The basic outcome as I understood it when trying to understand it (and this is just that my understanding) is that Wikidata is not an arbiter, it is a compendium of knowledge. Thus a species name can be both accepted and unaccepted at Wikidata, depending on which reference is being cited.
I even had a very frustrating discussion with a ‘power editor’ there about if obvious mistakes should be incorporated at Wikidata, and their answer was yes. In this case I could point to dozens of references that cited a specific statistic, yet one webpage published a different statistic. The stat was not a matter of opinion, it was an easily researched number that could be documented. Yet I was told Wikidata must accept and publish the mistake.
In fact there is a very detailed discussion about this very topic going on right now as seen here
@zygy Hmmm, not sure I follow your argument about multiple names per id. There is one scientific name, one name crossed out, and some common names.
The API only gives me the one scientific name, see https://api.inaturalist.org/v1/taxa/153517 so as far as I can tell, the model is one name per id, with a name able to have more than one id. Trying to infer the model is tricky when the content on the web page can’t be replicated using the API.
@cmcheatle As one of the participants in the Wikidata discussion about taxonomy I feel your pain, but this is a tricky topic, especially when deciding what to do requires community consensus, and the way to represent data is being decided incrementally. Projects where the fundamental decisions on data structures are made by a few people (often a single developer) tend to be much easier to manage.
Regarding facts, Wikidata can accept multiple values for the same thing, ideally linked to a reference for that value. Sometimes values may be taken at different times, sometimes there is valid disagreement about a value. There is also a mechanism where people can rank different values, saying that one is “preferred”. This means there is a way to say “there are multiple values available but this one seems best in some sense”.
Without trying gloss over Wikidata’s limitations (and at times it can drive me crazy), it is an extraordinary undertaking whose importance I think will only grow as time goes on.
As a lurker on the taxonomy project, and a member on a second Wikidata one, unfortunately it too often seems that the reality is there are 2 equally important competing streams. Having the discussions to develop a standard data model / approach and allocating time to spend on cleaning up data from the overwhelming percentage of contributors who wont ever read their debates/conclusions.
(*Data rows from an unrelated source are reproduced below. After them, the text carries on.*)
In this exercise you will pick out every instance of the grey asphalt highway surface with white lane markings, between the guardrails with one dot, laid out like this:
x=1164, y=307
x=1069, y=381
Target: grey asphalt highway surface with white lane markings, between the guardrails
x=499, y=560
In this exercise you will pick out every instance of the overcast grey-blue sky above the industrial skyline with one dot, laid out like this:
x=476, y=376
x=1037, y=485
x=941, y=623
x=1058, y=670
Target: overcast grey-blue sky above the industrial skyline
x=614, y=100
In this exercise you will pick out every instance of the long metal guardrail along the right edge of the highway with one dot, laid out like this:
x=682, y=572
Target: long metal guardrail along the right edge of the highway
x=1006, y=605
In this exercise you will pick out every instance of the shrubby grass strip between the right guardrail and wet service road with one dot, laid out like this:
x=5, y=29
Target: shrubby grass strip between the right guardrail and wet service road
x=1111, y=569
I can’t quite put it into words, but I do data stuff on WIkidata across several areas of interest, and taxonomy just seems ‘more broken’ than other areas. Of course how to model something when the question is ‘what is this’ and the answer is ‘it depends on who you ask’ is never going to be fully clean.
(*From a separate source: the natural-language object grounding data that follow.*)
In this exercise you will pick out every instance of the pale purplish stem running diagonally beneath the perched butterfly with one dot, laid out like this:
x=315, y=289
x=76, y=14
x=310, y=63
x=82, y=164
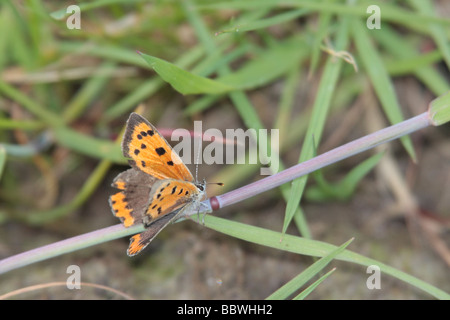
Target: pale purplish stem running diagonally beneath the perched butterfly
x=232, y=197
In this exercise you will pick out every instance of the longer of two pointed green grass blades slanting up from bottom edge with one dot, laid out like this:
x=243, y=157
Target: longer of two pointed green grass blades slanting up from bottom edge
x=296, y=283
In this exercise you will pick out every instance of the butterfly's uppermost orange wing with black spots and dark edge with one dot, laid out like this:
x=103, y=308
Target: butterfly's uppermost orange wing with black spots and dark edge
x=150, y=152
@rdmpage - Crossed out means that the name is not currently accepted, but you can have any number of synonyms under a single taxon ID in iNaturalist. And the synonyms are reflected in the functionality of the site even if they don’t show up in the API. For example, if you search for “Zygoballus bettini”, it will give you “Zygoballus rufipes” as the search result. It should be noted, however, that iNaturalist only allows one currently accepted scientific name per ID. It’s not too surprising that synonyms are not offered in the iNaturalist API. iNaturalist generally hides both synonyms and inactive taxons from the interface in order to minimize confusion, while Wikidata seems to prefer maximizing confusion!